This project demonstrates a complete end-to-end machine learning workflow using the Telco Customer Churn Dataset. The objective is to build and compare multiple classification models to predict whether a customer is likely to churn, and identify the best-performing model using evaluation metrics and hyperparameter tuning.
Dataset: Telco Customer Churn
- Applied data cleaning and preprocessing
- Removed irrelevant features
- Performed encoding and scaling
- Conducted exploratory data analysis and visualization
- Trained and evaluated multiple ML models
- Applied hyperparameter tuning using
GridSearchCVandRandomizedSearchCV
- Train and compare multiple machine learning models
- Evaluate models using Accuracy, Precision, Recall, and F1-Score
- Tune models using hyperparameter search techniques
- Analyze and select the best-performing model based on business objectives
- Logistic Regression
- Decision Tree
- Random Forest
- Support Vector Machine (SVM)
- K-Nearest Neighbors (KNN)
- Naive Bayes
- Class distribution of the target variable
- Correlation heatmap
- Before vs After Scaling comparison
- Accuracy, Precision, Recall, F1-Score comparison (before and after tuning)
| Model | Accuracy | Precision | Recall | F1-Score |
|---|---|---|---|---|
| Logistic Regression | 0.8038 | 0.6485 | 0.5722 | 0.6080 |
| Decision Tree | 0.7050 | 0.4459 | 0.4519 | 0.4489 |
| Random Forest | 0.7797 | 0.6096 | 0.4759 | 0.5345 |
| SVM | 0.7910 | 0.6351 | 0.5027 | 0.5612 |
| KNN | 0.7527 | 0.5359 | 0.5187 | 0.5272 |
| Naive Bayes | 0.7356 | 0.5018 | 0.7513 | 0.6017 |
| Model | Accuracy | Precision | Recall | F1-Score |
|---|---|---|---|---|
| Logistic Regression | 0.8038 | 0.6485 | 0.5722 | 0.6080 |
| Decision Tree | 0.7754 | 0.5980 | 0.4733 | 0.5284 |
| Random Forest | 0.7910 | 0.6408 | 0.4866 | 0.5532 |
| SVM | 0.7989 | 0.6409 | 0.5535 | 0.5940 |
| KNN | 0.7719 | 0.5730 | 0.5561 | 0.5645 |
| Naive Bayes | 0.7356 | 0.5018 | 0.7513 | 0.6017 |
- Logistic Regression: Highest accuracy and balanced performance even after tuning. Interpretable and generalizes well.

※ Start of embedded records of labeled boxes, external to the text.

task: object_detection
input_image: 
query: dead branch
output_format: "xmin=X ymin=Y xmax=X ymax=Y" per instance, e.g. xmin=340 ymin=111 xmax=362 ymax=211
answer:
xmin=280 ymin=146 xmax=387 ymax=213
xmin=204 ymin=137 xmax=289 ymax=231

- Naive Bayes: Highest recall — useful when the goal is to catch more churners (important for retention strategies).
- SVM & Random Forest: Achieved strong balance between precision and recall after tuning.
This project successfully covered the entire machine learning pipeline:
- 📌 Preprocessing: Feature removal, encoding, and scaling
- 🧠 Modeling: Trained six classifiers and compared their performance
- ⚙️ Tuning: Improved results using GridSearchCV & RandomizedSearchCV
- 📉 Evaluation: Focused on meaningful metrics like recall and F1-score for imbalanced data
- 📊 Visualization: Enhanced interpretability and presentation of results
- 📌 No single model fits all — selection depends on business goals (maximize recall vs precision)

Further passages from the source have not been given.